Petition denied for man convicted of killing Tribune editor

COLUMBIA – A lawyer for a man convicted in the same murder case as Ryan Ferguson said he is "just really disappointed" Charles Erickson will remain in jail.

Erickson pleaded guilty of killing a Columbia Daily Tribune sports editor in 2001. 

“The reason we’re going after things now and he hasn’t in the past is because I think, frankly, for the first couple of years, he thought he did it,” Erickson's lawyer Landon Magnusson said.  

Magnusson filed a writ of habeas corpus on Erickson's behalf, a legal right to determine whether detainment is lawful or not.  

The petition was denied Tuesday.

KOMU talked to Erickson’s mother over the phone Wednesday. She said she and the defense team were prepared for that.

“We take it one day at a time. Then and now,” Marianne Erickson said. “It’s been difficult. It’s been really difficult. Excruciatingly difficult.”

Investigators said Erickson and Ferguson were on the scene when Tribune sports editor Kent Heitholt was shot on November 1, 2001. 

Ferguson consistently maintained his innocence, and after years of appeals and petitions, his sentence was commuted by then-Gov.
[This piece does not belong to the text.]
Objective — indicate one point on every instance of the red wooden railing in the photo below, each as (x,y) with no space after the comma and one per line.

Jay Nixon in 2013.

Erickson now contends his confession was coerced.

Magnusson said a petition is the only way to get Erickson cleared.

“When it’s the only pen on the table and you need to write something down you grab it,” Magnusson said. “It was all that there is.”
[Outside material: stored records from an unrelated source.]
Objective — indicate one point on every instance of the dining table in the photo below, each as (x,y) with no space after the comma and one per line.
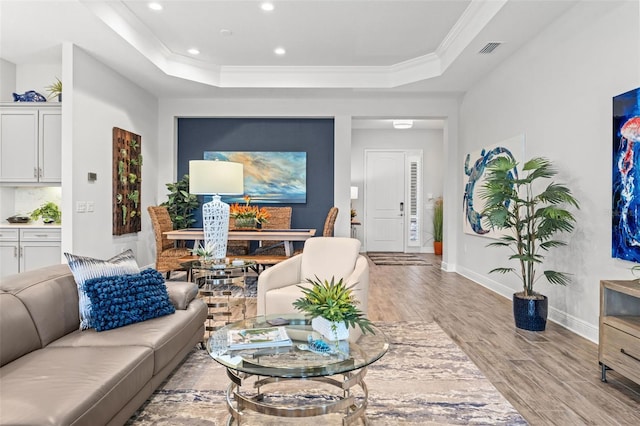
(288,236)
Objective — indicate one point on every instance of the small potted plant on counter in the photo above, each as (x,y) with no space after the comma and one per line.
(332,307)
(49,212)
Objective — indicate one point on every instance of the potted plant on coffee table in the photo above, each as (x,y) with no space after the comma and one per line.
(332,307)
(517,201)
Marianne Erickson believes there is one answer for her son.

“For ultimate justice for him, he needs to be exonerated,” she said. “He needs to have those convictions wiped off his record.”

Erickson is up for parole in 2023, but his mother and Magnusson said that’s not how they want him to leave prison.  

“Even if he gets out of prison in four years and he walks,” Magnusson said. “He’s still someone that has to try and live a life with a murder conviction.”

During the first aired recent interview with Erickson he said he doesn’t expect the public, or even his family to believe his new claim of innocence.

Erickson’s mother said she believes her son.  

“His confession and wrongful conviction, for me, and his admission of guilt in 2009, was always an enigma to me and difficult to understand knowing my son,” she said.

The next step in Erickson’s case is another writ of habeas corpus filed in the eastern district court of appeals.

Magnusson said he will speak to Erickson in the coming days about how far he wants to take his case.